The eighth dimension that Gachago et. al (2020) proposed is that of determining to what extent fun or playfulness is used in the course. In this regard, the dimension ranges, on a continuum, from seriousness to playfulness.

As I alluded to at the beginning of this reflection, one of the tools that I will incorporate in the proposed learning design intervention is the use of gamification in order to encourage student engagement and participation in the various learning activities. I will use a number of games that students must play as part of their formative assessments. However, I concur with Gachago et. al’s (2020) view that “playful learning is a course principle but depends on participants’ perception of playfulness.” In this regard, in line with Fraser’s (2007) ideas on social recognition, equitable distribution of resources and framing, it will be imperative for me to engage with my students and their context in order to be able to determine what they regard as being fun and playful.

The last dimension proposed by Gachago et. al’s (2020) focuses on the extent to which collaboration is built into the course design. This dimension ranges, on a continuum, from individual learning on one end to collaborative learning on the other. I am a firm believer in both cognitive-behaviourist and constructivist-connectivist learning theories. As such, the course design will incorporate activities done individually and other activities in which the students are required to collaborate with each other using tools such as Blackboard Collaborate, WhatsApp and so on. The idea of students working together fosters collaborative and social learning and to some extent reinforces Fraser’s (2007) ideas about social recognition and participation parity in that the students work together collaboratively, in groups, as equal partners and with equal access to the content and other resources.

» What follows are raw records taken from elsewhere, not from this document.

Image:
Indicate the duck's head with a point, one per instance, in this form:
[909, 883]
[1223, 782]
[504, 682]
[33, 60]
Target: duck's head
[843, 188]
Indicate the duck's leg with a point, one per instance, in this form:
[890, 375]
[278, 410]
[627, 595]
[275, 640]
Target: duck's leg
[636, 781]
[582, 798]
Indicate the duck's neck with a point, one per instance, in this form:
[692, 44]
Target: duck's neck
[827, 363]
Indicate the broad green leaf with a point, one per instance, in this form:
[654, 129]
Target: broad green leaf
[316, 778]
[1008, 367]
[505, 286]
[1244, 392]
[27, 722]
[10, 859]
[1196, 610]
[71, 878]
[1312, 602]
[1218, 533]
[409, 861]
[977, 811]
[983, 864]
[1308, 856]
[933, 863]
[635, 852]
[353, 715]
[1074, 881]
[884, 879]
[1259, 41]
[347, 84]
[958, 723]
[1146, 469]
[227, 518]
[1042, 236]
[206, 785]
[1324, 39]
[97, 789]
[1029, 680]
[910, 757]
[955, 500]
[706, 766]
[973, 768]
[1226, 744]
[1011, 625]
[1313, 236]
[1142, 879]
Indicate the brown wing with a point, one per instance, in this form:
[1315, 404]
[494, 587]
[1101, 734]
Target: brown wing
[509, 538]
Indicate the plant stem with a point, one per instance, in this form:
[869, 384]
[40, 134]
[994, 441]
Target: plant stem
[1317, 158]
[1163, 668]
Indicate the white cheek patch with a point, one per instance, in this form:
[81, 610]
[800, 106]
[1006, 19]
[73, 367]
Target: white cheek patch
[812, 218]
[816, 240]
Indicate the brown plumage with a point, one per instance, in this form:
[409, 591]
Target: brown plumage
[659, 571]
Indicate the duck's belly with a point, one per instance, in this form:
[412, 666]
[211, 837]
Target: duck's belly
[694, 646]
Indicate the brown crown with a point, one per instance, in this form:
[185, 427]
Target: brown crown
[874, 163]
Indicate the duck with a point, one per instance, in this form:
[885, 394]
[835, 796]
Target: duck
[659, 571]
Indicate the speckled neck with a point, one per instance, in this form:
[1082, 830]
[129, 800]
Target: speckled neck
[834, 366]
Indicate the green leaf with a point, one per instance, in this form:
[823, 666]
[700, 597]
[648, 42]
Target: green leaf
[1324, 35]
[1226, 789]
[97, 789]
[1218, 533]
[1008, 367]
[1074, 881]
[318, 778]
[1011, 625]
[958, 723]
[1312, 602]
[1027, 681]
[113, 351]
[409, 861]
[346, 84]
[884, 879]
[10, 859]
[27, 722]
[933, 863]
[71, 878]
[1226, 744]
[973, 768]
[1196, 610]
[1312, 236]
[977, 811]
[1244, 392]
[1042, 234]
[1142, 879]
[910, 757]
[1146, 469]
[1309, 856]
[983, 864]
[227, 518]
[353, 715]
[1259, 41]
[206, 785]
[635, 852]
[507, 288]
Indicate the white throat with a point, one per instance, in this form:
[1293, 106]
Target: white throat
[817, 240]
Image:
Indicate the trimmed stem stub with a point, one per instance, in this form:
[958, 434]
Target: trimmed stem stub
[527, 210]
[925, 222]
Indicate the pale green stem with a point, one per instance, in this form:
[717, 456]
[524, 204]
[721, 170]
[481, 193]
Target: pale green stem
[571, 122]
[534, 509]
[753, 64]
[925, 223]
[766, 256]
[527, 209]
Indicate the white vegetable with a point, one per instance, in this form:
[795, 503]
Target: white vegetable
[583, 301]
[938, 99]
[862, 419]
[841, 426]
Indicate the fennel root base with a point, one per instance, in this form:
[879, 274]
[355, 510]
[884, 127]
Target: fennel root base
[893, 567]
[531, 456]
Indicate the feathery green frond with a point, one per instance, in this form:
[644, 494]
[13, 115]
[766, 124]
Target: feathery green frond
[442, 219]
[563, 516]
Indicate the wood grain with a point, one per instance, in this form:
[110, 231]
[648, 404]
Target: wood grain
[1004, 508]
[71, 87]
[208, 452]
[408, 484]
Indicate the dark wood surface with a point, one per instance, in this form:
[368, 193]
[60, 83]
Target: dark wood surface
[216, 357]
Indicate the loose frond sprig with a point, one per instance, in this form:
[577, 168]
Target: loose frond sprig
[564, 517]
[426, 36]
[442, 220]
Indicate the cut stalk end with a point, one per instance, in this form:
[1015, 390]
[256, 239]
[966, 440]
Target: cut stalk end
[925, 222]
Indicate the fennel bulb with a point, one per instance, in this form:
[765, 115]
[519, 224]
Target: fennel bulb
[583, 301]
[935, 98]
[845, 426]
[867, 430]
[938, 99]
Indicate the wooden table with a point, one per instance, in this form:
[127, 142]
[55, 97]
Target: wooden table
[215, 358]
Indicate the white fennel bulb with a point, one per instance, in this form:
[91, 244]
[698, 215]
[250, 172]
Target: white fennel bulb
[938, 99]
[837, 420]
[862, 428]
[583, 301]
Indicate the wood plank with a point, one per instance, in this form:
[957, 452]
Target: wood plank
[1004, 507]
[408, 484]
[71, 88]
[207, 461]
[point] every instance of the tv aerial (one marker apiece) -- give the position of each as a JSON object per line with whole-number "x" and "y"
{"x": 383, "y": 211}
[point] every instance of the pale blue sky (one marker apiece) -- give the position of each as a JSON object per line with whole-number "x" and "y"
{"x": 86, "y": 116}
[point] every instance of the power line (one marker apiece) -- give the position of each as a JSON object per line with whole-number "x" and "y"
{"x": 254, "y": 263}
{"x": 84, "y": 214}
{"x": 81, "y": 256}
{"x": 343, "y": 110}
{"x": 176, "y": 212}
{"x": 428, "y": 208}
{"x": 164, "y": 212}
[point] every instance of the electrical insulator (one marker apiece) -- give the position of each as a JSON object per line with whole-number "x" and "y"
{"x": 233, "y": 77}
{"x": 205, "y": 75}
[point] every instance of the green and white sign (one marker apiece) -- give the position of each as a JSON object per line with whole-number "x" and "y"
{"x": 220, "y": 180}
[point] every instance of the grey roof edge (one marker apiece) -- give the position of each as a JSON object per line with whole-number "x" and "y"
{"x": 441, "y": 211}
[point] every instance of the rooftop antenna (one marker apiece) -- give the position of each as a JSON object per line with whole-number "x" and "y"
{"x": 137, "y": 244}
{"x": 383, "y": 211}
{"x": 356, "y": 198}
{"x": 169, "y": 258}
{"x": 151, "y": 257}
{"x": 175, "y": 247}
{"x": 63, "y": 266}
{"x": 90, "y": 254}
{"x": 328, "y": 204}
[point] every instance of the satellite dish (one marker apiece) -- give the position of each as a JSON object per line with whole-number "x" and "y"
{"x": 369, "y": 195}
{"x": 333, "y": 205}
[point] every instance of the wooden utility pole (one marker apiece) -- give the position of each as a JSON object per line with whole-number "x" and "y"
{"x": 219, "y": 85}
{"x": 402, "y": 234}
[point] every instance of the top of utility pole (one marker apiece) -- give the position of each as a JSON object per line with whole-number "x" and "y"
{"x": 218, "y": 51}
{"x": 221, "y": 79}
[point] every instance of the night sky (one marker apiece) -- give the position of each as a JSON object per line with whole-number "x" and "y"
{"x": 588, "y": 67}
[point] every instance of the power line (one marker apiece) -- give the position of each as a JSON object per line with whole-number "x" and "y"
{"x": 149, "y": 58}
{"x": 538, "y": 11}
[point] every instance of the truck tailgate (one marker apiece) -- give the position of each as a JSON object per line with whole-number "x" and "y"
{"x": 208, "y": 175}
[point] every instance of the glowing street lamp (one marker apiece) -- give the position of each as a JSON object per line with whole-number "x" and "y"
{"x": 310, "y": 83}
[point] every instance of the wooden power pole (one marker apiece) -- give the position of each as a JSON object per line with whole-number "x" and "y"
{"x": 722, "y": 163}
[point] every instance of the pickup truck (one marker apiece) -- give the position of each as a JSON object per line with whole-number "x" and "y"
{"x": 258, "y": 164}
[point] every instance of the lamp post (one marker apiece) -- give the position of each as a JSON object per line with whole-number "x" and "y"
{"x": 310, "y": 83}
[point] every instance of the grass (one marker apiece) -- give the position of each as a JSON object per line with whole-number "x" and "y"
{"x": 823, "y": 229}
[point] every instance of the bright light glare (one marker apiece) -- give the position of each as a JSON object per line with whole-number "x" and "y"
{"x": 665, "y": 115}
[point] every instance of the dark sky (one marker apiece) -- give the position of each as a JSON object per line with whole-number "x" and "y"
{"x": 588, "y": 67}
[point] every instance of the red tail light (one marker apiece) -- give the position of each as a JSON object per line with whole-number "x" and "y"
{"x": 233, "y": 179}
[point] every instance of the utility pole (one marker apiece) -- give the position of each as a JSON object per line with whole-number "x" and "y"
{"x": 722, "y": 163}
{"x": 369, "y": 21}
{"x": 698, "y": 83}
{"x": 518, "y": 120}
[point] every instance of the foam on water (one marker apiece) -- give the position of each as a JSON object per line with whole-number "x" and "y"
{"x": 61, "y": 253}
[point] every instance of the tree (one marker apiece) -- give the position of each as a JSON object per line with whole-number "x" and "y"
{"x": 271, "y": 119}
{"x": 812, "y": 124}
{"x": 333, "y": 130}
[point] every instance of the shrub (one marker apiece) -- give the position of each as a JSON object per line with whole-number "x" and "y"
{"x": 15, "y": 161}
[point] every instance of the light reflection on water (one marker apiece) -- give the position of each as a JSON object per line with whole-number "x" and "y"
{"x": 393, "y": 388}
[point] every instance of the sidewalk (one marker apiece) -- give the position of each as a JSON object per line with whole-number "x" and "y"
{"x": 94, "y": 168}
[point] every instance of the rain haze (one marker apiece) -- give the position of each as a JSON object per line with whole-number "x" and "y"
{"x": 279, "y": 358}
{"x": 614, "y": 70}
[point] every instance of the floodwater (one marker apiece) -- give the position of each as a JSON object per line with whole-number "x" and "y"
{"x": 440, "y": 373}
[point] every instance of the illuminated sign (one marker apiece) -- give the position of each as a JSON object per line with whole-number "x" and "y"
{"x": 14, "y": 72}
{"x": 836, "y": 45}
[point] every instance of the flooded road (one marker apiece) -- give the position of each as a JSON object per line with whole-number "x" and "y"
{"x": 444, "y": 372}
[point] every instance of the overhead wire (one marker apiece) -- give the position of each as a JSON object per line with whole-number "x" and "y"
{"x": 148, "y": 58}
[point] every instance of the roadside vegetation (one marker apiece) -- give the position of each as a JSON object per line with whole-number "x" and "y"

However, in view of my context in which most of my students come from previously disadvantaged backgrounds, equity and participation parity may be constrained by the fact that some of the students do not have access to digital devices and internet data. As such they depend on assistance from family and friends and thus their participation may not be at the same level as those that have all round access to digital devices and internet data. In terms of design, I intend to ameliorate this challenge by ensuring that the same activities that are done synchronously can also be done asynchronously as a way of ensuring equitable access. I will also be very flexible in terms of the deadlines to ensure that no students are left behind.

In conclusion, Week Four has been an eye opener for me as I managed to conclude my learning design plan. The two readings that I focused on (Gachago et al., 2020 and Fraser, 2007) really enlightened me in terms of the key principles and dimensions that I need to consider for my proposed learning design intervention. As an advocate of equity in teaching and learning, Fraser’s (2007) concept of parity of participation is a living concept that I will endeavour to consider in my learning design and in my teaching and learning and assessment activities in order to ensure that there is inclusivity, equal representation and recognition in my class.


Fraser, N. (2007). Reframing Justice in a Globalising World. In Julie Connolly, Michael Leach & Lucas Walsh (eds.), Recognition in Politics: Theory, Policy and Practice. Cambridge Scholars Press. pp. 16. 

Gachago, D., Bali, M. & Pallitt, N. (2020). No Size Fits All: Design Considerations for Networked Learning Across Contexts in Higher Education.